内田先生、この度のご退官にあたり、心より御祝い申し上げます。
私は2007年に腎臓内科に入局し、2009年からは留学期間以外はずっと大学で働いてきました。その間、私の立場は医員、大学院生、教官、医局長など段々と変わっていきましたが、内田先生はいつも私の上司でした。先生との数多の思い出はとてもここには書ききれませんが、特に御礼を申し上げたいのは、米国に留学させて頂けたことです。
元々私は学生時代から海外留学が夢で、晴れて2016~18年に米国・ボストンに留学することができました。その夢を叶えられたのは、海外の研究室で受け入れてもらえるだけの研究の素養を内田先生が叩きこんで下さったことや、滞在に必須である奨学金獲得へのご支援などのお蔭です。
留学中、大学の先生方数名と共に、ボストンまで視察にお越し頂いたことも得難い思い出です。
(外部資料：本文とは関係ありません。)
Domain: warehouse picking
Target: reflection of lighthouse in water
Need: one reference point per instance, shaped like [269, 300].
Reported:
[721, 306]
空港からホテルまで私の車でお送りしたり、研究報告会にご参加頂いたり、研究室をご案内したり、私のアパートに上がって頂いたりしました。中でも一番の記憶は、ディナーをご馳走になったことです。しかも家族まで連れてくるように、とのご厚意でした。
私 「Atlantic Fish Companyという評判のシーフードレストランを予約いたしました。」(下調べして満を持して選択)
内田先生 「ありがとう。ただ、滞在中の別の日に〇〇教授と行く予定の店もそこです。」
私は雷に撃たれたかと思いました。しかし、いつもリサーチカンファで「うまくいかなかったときの次のプランを常に頭に入れておけ」とご指導頂いていたため、すぐに第二プランのシュラスコレストランの予約を取り直し、家族共々、最高に美味しく楽しい食事となりました。
このように、東京ではあくまで仕事上の関係性しか築けていなかったところ、私の家族や生活の場まで内田先生にご覧頂くことになり、激励の言葉も頂戴し、先生との心の距離が縮まったように感じました。そして帰国してからは、研究だけでなく、大学人としての職務を全うする術を内田先生から学び取ろうと思うようになりました。特に、私の医局長時代には組織運営などの複雑な仕事についていつも指針を示して下さり、困った時に助言を頂いたことも数知れません。
先生、どうかこれからもご健勝で、我々を温かく見守って下さいますよう、お願い申し上げます。一人の門下生として、長年にわたり直接ご指導頂き、本当にありがとうございました。